Python class Example pfainspector syntax Matches
NoneType None null null and only null
bool True, False true, false only true and false
int 123 123 exact number in JSON
float 3.14 3.14 exact number in JSON
str "hello" "hello" exact string in JSON
list [1, True, "hello"] [1, true, "hello"] exact array in JSON, may contain non-trivial patterns
dict {"one": 1, "two": None} {one: 1, "two": null} exact object in JSON, may contain non-trivial patterns in the values (not keys)
Any Any() _ (underscore) anything: any structure or leaf node
  Any(int, str) (no equivalent) specified Python classes
  Any(int, long, float) # (hash sign) any number
LT LT(3.14) # < 3.14 number less than specified value
LE LE(3.14) # <= 3.14 number less than or equal to specified value
GT GT(3.14) # > 3.14 number greater than specified value
GE GE(3.14) # >= 3.14 number greater than or equal to specified value
Approx Approx(3.14, 0.01) 3.14 +- 0.01 number with a two-sided range
RegEx RegEx("some.*string") /some.*string/ strings by (ordinary) regular expression with Python regex syntax
  RegEx("some.*string", flags="i") /some.*string/i Python regular expression flags
  RegEx("from", "to") /from/to/ regular expression with replacement text (only used by functions that change the JSON)
Start Start(1, 2, 3) [1, 2, 3, ...] JSON array that begins with specified values, may contain non-trivial patterns
End End(8, 9, 10) [..., 8, 9, 10] JSON array that ends with specified values, may contain non-trivial patterns
Min Min(key1=value1, key2=value2) {key1: value1, "key2": value2, ...} JSON object that contains at least a given set of key-value pairs, which may contain non-trivial values (not keys)
Group Group(name=pattern) (pattern) associates a pattern with a given name in Python or number in pfainspector (matched patterns are labeled by numbers starting with 1)
Or Or(p1, p2, p3) (p1 | p2 | p3) matches if any sub-pattern matches (pfainspector needs group)
And And(p1, p2, p3) (p1 & p2 & p3) matches if all sub-patterns match (pfainspector needs group)
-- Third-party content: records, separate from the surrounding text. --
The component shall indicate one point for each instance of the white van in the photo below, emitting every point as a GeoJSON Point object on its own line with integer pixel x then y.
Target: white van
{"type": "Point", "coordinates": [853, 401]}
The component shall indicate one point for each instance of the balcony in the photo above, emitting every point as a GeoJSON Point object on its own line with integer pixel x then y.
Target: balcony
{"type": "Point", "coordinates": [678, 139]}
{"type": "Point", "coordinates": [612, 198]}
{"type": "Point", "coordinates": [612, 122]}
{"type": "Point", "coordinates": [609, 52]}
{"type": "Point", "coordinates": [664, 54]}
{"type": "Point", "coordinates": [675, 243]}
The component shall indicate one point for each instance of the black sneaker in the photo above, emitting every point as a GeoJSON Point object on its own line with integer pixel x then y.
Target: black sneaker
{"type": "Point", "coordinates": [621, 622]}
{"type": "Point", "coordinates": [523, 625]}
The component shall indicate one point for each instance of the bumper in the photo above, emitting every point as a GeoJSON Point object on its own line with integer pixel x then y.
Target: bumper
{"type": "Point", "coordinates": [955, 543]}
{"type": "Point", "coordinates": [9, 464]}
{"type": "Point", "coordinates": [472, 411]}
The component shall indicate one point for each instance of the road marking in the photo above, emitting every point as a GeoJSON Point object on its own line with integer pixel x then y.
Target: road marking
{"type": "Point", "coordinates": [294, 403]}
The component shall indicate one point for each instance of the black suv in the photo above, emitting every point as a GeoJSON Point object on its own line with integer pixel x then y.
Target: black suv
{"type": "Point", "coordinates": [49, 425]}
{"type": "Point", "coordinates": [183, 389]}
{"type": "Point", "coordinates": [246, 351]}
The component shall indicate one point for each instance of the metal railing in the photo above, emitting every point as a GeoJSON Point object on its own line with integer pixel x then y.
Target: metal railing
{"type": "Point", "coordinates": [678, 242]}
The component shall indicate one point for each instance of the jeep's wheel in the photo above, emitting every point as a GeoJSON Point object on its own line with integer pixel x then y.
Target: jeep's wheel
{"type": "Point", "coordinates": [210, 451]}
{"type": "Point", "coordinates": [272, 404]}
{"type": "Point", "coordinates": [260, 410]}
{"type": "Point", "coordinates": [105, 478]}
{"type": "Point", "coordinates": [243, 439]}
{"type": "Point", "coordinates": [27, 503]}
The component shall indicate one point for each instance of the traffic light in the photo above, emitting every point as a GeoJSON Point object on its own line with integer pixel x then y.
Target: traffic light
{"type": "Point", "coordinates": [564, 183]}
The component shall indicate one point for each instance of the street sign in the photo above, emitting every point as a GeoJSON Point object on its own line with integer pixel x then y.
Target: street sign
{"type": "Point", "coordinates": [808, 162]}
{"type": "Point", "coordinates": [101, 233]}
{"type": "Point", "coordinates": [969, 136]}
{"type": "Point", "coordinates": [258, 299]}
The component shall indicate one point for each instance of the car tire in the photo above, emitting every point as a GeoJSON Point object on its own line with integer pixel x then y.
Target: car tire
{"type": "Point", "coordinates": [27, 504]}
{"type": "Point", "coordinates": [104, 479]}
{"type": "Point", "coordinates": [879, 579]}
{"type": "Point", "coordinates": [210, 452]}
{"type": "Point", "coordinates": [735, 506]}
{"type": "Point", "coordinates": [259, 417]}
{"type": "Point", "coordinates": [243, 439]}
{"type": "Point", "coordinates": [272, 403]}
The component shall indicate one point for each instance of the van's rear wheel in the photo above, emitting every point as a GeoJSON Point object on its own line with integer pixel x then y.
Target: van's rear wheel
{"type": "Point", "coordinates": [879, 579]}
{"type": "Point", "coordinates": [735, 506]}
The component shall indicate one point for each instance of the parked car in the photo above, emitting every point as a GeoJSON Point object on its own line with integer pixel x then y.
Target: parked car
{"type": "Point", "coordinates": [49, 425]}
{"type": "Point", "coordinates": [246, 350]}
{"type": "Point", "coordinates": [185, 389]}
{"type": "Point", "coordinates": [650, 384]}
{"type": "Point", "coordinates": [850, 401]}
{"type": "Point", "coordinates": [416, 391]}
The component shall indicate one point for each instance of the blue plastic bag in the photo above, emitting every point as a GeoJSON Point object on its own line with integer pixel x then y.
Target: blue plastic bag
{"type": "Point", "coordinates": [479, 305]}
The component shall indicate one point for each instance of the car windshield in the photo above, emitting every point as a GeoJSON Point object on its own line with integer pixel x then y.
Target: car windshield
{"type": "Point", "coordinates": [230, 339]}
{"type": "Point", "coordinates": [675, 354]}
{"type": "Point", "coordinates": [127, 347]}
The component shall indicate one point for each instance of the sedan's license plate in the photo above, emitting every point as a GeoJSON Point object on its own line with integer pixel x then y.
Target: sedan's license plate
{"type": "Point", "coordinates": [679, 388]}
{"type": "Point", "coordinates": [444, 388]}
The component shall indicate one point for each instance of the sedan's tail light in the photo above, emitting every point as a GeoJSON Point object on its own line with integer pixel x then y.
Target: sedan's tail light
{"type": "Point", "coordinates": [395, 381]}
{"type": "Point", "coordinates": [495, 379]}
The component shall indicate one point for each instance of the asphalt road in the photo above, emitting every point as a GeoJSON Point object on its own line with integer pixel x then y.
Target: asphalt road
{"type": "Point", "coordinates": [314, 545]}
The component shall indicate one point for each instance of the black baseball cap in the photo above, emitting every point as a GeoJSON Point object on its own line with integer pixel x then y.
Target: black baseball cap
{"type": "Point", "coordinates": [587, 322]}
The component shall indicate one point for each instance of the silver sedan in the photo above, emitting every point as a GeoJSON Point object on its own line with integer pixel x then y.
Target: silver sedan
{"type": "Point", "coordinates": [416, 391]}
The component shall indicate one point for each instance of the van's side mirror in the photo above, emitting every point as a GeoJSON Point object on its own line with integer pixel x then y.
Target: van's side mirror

Among these pattern elements, the most useful tend to be the explicit match (None, True, False, numbers, strings, Python lists and dicts), Min, and Any. Many PFA structures are JSON objects with a few known keys, the rest unknown, so Min is disproportionately useful. Any is often used as an easy (if under-specified) placeholder.

Functions that use patterns

The json gadget of the pfainspector uses JSON patterns in the count, index, find, and change subcommands (see pfainspector help text for details).

The titus.producer.tools package defines the following functions that use patterns.

* `findAllCopy(pattern, haystack)` returns a generator that iterates over copies.

In practice, the most useful functions are findRef and findAllRef, since you’ll usually be looking for a placeholder structure in a PFA document and wanting to replace it with real values. The next most common are index and indexes, which allow for navigation to the parent of a node.

Index functions

The same titus.producer.tools module has functions for working with indexes. The indexes returned by the above are tuples naming a path from the JSON root to the desired element, such as ('action', 3, 'log', '+'), which could be extracted from the original haystack with

haystack["action"][3]["log"]["+"]

However, this is cumbersome. The following functions simplify access.